Induction of RNase H activity by arabinose-peptide nucleic acids

Antisense oligonucleotides (AON) offer a rational approach for drug design. The specificity of AONs towards a complementary messenger RNA (mRNA) target via Watson and Crick base pairing as well as their ease of synthesis render this technology very attractive. RNase H-degradation of mRNA via formation of a AON/mRNA hybrid is crucial to mainstream antisense technologies.
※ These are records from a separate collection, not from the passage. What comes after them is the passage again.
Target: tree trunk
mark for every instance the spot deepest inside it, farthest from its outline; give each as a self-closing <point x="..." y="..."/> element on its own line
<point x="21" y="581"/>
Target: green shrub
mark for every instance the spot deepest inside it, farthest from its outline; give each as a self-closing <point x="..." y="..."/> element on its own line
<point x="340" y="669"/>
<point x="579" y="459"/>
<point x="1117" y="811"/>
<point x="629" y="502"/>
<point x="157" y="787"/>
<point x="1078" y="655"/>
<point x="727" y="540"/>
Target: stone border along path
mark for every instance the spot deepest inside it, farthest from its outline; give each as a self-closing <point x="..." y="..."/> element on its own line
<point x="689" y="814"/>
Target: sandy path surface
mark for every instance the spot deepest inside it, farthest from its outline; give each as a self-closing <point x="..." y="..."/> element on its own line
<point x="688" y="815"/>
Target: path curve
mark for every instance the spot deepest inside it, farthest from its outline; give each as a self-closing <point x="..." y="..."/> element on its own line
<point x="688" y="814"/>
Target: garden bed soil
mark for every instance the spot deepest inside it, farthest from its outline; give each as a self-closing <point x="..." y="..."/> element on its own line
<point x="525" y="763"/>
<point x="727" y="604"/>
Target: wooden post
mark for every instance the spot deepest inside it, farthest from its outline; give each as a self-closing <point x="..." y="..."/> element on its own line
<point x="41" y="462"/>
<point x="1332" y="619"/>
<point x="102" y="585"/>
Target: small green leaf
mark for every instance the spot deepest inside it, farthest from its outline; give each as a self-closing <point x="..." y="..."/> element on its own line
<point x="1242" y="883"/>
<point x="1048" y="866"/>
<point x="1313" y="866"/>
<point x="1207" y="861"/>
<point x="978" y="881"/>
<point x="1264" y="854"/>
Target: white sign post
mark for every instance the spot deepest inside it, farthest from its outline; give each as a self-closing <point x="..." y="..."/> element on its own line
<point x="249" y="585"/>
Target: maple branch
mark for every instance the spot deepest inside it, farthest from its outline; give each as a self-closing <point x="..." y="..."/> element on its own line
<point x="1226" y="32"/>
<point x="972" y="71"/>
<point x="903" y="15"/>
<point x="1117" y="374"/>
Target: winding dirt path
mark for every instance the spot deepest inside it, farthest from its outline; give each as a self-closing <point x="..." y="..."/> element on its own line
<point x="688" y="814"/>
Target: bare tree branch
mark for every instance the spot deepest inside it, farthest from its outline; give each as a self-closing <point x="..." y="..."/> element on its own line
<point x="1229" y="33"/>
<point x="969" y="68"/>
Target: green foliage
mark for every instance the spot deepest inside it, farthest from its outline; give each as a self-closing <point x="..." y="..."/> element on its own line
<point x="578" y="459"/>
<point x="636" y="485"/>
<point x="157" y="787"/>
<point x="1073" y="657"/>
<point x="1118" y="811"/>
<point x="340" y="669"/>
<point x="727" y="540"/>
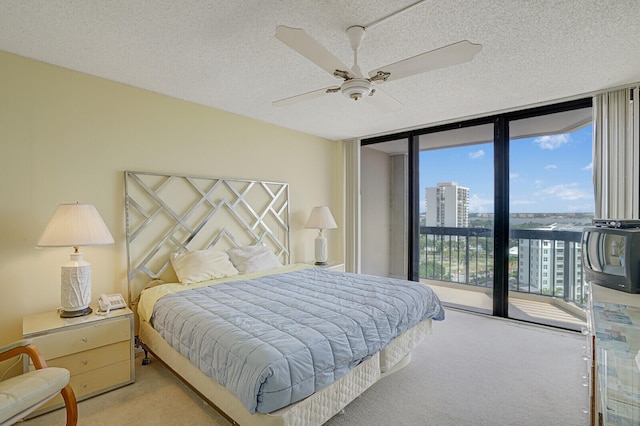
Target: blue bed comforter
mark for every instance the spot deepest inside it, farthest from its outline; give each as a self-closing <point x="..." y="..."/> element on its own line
<point x="275" y="340"/>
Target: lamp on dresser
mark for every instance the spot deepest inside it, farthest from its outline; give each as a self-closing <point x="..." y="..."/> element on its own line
<point x="321" y="219"/>
<point x="75" y="225"/>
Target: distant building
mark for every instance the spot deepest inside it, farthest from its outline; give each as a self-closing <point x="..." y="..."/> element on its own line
<point x="447" y="205"/>
<point x="544" y="265"/>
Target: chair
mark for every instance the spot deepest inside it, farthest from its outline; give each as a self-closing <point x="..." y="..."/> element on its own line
<point x="22" y="394"/>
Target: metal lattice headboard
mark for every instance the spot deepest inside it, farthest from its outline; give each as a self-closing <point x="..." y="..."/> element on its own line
<point x="166" y="213"/>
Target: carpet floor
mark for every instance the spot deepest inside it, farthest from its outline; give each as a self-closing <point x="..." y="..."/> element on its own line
<point x="473" y="370"/>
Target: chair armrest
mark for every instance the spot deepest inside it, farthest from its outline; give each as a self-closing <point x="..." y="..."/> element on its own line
<point x="23" y="347"/>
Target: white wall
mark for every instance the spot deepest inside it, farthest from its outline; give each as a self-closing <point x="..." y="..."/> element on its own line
<point x="68" y="137"/>
<point x="375" y="175"/>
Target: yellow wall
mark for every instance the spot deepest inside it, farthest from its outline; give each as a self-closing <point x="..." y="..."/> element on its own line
<point x="67" y="137"/>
Numerous studies have demonstrated the importance of the AON's structure and conformational flexibility for efficient induction of RNase H activity. However the precise mode of action and substrate specificity of the RNase H are not fully understood at present. Our Laboratory recently discovered that incorporation of flexible acyclic linkers (e.g. butanediol, 2'-seco-RNA) significantly amplifies enzyme activity. Unfortunatly incorporation of such linkers was accompanied by a drop in the thermal stability of the AON/RNA hybrids. This prompted us to incorporate a less flexible linker such as a peptide nucleic acid, with the hope to maintain similar enzymatic activity while increasing the duplex thermal stability.;Incorporation of a PNA residue within DNA or 2'-FANA did not afford improvement in neither thermal stability nor enzymatic cleavage (except for homopolymeric sequences vs DNA) as compared to control or butyl-sequences.;This thesis highlights the synthesis of the 5'-amino nucleoside analogue required for the incorporation of the peptide nucleic acid in both 2'-fluoroarabinonucleic acid (2'F-ANA) and DNA. Circular dichroism experiments afforded information on the hybrid conformation in solution, whereas UV thermal melting studies provided a measure of the thermal stability of such hybrid duplexes. Finally, ability of various linker modified AON/RNA hybrids to activate the RNase H enzyme was evaluated in parallel with the corresponding native unmodified DNA/RNA hybrids.